The husband and wife legal team of diGenova and Toensing will not be joining Trump’s personal legal team.

Conflicts Prevent diGenova From Joining Trump's Legal Team
U.S. President Donald Trump. (Photographer: Andrew Harrer/Bloomberg)

(Bloomberg) -- The husband and wife legal team of Joseph diGenova and Victoria Toensing will not be joining President Donald Trump’s personal legal team representing him in Special Counsel Robert Mueller’s Russia investigation after a determination that their firm’s existing work presents a conflict.

“The President is disappointed that conflicts prevent Joe diGenova and Victoria Toensing from joining the President’s Special Counsel legal team,” Jay Sekulow, counsel to the president, said in a statement. “However, those conflicts do not prevent them from assisting the President in other legal matters. The President looks forward to working with them.”

Sekulow’s statement came hours after two tweets early Sunday morning by Trump saying he is happy with his existing legal team and that bringing on any new lawyers could take months and more money.

“Many lawyers and top law firms want to represent me in the Russia case,” he wrote in one tweet, declaring as “fake” any reports suggesting he was having trouble finding lawyers to hire. “Fame & fortune will NEVER be turned down by a lawyer, though some are conflicted,” the president wrote, without mentioning diGenova or Toensing by name.

DiGenova’s conflicts do not prevent him from continuing his media advocacy for Trump or against the investigation.

Legal Team Strategy

The announcement last week that diGenova was joining the legal team raised questions about Trump’s strategy, given his choice of a former U.S. attorney for the District of Columbia who also is a Fox News personality and has railed against the FBI and the Mueller investigation.
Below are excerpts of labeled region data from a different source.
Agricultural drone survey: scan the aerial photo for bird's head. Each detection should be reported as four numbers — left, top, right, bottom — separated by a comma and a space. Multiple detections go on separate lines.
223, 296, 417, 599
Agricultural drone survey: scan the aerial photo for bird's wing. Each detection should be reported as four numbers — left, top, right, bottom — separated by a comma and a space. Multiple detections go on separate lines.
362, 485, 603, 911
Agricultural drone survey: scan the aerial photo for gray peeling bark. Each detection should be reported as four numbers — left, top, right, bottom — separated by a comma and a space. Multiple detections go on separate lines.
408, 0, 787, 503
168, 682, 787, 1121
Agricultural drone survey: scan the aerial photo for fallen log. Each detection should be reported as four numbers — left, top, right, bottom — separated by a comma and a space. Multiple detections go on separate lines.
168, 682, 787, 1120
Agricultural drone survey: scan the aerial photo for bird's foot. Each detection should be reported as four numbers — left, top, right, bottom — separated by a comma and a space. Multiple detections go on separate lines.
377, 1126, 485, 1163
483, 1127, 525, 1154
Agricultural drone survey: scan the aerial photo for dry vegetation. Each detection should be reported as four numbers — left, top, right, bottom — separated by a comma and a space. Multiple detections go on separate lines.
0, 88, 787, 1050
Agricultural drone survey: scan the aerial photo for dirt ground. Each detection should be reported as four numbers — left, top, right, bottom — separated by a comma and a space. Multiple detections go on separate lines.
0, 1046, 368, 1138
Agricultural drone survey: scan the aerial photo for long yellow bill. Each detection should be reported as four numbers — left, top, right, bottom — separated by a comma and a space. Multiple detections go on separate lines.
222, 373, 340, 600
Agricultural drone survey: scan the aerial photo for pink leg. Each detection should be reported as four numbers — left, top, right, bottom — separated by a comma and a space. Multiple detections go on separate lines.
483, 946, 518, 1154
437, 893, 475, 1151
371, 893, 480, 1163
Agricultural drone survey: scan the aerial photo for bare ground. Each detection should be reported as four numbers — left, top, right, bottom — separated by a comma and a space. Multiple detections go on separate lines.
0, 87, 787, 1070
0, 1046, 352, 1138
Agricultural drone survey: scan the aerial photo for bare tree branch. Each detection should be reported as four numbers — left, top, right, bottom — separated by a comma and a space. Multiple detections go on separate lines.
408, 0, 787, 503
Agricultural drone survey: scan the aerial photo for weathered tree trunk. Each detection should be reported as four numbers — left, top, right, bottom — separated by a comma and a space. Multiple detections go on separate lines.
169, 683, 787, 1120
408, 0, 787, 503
Trump’s personal lawyer, John Dowd, who advocated Trump’s cooperation with Mueller, resigned after diGenova’s hiring was announced. The decision to hire diGenova, who Trump has seen on TV and liked, was done hastily and with little consultation, said a person familiar with the matter, and questions about diGenova’s firm’s conflicts arose immediately.

Sekulow said last week that diGenova’s addition to the legal team was subject to an “ongoing process of conflict review” as is standard ethics practice for lawyers. Toensing already was representing other clients involved in Russia investigations, including the president’s former campaign aide Sam Clovis and Mark Corallo, a former spokesman for Trump’s legal team.

Corallo told Mueller that in a phone call with the president and his confidant and senior adviser Hope Hicks, Hicks insisted the president’s son Donald Trump Jr.’s emails would “never get out,” a source said. Hicks has publicly denied this. The conflict is an issue Mueller could have raised, which could present an issue if a case were to go to trial and Corallo were a witness.

More broadly, Trump at this time now appears unlikely to try to bring in another outside lawyer, and the departure of Dowd essentially leaves Sekulow charting the legal strategy. From the start, Sekulow and his staff of lawyers at the American Center for Law and Justice have done much of the work of reviewing documents and shaping the legal argument.

While Sekulow is best know as a defender of religious liberties, he has a strong background in constitutional law, and a key part of Trump’s defense will be the constitutional powers and protection of the president. He has not shied away from attacking the Justice Department’s investigation, using his radio show to criticize the FBI’s handling of the investigation.